This is interesting! Thank you for posting! Curious to know the HP thing myself.....


----------



## lionprincess00 (Jan 7, 2016)

On a side note, adding vinegar caused it to heat just below boiling. Higher concentration vinegar and you may be looking at a volcano. This experiment shows why adding vinegar to lye burns or spills is NOT a safe method compared to plain ole water. Something most of us here aleady know yet many new comers still believe.


----------



## KristaY (Jan 7, 2016)

Thanks for sharing, murrayhill. I'm absolutely fascinated and following closely.


----------



## Soapmaker145 (Jan 7, 2016)

One more thank you to add to the list.

I think I'm going to try it too.  I plan to neutralize the vinegar to around pH 8 with NaOH a day before I need it.  This way I can cool it or freeze it to be ready to make the lye solution.


----------



## topofmurrayhill (Jan 7, 2016)

lionprincess00 said:


> On a side note, adding vinegar caused it to heat just below boiling. Higher concentration vinegar and you may be looking at a volcano.

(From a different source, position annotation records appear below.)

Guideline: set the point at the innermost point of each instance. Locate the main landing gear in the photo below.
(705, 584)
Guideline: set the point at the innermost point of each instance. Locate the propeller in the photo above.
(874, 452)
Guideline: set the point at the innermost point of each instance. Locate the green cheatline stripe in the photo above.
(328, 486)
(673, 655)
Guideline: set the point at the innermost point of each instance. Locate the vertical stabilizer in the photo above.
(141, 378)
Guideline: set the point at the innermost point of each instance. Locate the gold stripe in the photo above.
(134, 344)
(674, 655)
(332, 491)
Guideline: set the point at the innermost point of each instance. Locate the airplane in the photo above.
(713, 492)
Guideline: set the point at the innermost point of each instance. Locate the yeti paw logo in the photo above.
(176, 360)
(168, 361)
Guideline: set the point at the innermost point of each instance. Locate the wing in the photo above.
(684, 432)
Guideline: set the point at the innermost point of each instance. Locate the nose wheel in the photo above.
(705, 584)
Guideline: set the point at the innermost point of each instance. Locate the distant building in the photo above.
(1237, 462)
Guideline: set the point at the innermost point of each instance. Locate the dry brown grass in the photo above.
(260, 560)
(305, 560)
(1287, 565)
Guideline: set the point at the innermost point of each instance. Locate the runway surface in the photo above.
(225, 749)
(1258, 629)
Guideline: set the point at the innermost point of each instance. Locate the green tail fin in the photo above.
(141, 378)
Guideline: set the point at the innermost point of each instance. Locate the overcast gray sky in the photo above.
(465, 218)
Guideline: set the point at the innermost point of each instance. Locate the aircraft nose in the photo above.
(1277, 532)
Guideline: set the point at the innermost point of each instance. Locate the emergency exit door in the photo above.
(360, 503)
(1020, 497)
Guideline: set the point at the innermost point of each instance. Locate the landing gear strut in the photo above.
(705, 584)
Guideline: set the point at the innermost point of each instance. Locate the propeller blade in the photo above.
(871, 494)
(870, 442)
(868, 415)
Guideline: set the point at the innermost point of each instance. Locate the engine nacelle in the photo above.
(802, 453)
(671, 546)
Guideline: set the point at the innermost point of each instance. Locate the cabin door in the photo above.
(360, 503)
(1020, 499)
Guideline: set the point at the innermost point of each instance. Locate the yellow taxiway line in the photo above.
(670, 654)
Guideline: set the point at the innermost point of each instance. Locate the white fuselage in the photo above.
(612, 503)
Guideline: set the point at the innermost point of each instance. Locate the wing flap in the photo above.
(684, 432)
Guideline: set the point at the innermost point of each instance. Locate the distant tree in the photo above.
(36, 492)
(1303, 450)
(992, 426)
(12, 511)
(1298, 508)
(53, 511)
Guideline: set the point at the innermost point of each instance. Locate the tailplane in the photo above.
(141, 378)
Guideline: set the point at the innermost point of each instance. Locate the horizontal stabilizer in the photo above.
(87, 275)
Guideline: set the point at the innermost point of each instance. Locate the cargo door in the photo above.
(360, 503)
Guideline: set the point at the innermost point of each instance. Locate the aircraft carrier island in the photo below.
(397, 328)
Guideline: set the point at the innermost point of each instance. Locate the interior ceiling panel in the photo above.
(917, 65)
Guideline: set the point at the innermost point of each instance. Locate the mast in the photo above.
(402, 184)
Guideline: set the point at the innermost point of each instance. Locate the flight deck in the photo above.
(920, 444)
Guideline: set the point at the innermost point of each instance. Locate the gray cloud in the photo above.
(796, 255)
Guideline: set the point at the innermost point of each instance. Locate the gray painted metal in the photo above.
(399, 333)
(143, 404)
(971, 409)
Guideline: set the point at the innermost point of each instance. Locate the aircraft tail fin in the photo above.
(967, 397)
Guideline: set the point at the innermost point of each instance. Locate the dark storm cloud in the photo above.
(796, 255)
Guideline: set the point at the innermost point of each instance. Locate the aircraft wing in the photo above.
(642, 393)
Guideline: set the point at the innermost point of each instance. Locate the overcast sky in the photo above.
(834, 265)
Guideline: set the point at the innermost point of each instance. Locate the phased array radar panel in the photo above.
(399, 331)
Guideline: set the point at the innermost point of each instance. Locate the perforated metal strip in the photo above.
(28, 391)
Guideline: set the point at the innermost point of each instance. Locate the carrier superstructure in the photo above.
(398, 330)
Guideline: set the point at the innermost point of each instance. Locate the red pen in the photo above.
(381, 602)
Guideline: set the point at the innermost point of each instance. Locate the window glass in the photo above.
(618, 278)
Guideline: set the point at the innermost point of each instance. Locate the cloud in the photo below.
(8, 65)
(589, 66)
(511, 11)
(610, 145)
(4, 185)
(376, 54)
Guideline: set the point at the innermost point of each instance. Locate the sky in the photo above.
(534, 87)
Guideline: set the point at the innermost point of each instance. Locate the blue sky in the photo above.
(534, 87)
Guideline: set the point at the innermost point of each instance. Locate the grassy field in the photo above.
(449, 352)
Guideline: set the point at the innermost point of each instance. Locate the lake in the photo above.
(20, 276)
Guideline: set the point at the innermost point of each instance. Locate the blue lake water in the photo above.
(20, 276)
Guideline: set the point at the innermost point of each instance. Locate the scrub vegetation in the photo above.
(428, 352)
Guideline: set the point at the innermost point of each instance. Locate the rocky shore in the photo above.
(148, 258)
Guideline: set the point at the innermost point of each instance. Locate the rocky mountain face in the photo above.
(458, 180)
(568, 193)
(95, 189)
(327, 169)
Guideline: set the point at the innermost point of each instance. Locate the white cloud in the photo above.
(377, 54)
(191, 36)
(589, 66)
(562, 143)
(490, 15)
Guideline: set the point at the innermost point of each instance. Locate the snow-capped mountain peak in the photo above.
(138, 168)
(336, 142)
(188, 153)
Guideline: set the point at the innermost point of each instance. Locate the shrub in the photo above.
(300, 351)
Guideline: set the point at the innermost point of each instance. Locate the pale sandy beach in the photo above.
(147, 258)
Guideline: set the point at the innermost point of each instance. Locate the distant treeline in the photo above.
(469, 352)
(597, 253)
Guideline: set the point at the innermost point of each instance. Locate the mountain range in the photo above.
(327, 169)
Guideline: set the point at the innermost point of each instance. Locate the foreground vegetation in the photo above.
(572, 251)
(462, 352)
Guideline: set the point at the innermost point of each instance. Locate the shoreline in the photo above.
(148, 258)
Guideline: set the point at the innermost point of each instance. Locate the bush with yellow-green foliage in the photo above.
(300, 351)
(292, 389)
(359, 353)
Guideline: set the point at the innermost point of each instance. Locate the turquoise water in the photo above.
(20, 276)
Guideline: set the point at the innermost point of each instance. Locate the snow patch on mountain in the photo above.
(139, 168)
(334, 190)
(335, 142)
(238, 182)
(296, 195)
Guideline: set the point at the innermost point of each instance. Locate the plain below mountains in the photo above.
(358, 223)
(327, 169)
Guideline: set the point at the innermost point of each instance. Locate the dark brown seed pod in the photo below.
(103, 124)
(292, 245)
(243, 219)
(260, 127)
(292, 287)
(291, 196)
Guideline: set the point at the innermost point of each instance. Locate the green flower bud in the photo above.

That's a hazard I've had in mind all along the way, but to be accurate there was actually a good safety margin in this particular experiment. A 33% lye solution boils at something like 250 F.


----------



## lionprincess00 (Jan 8, 2016)

topofmurrayhill said:


> That's a hazard I've had in mind all along the way, but to be accurate there was actually a good safety margin in this particular experiment. A 33% lye solution boils at something like 250 F.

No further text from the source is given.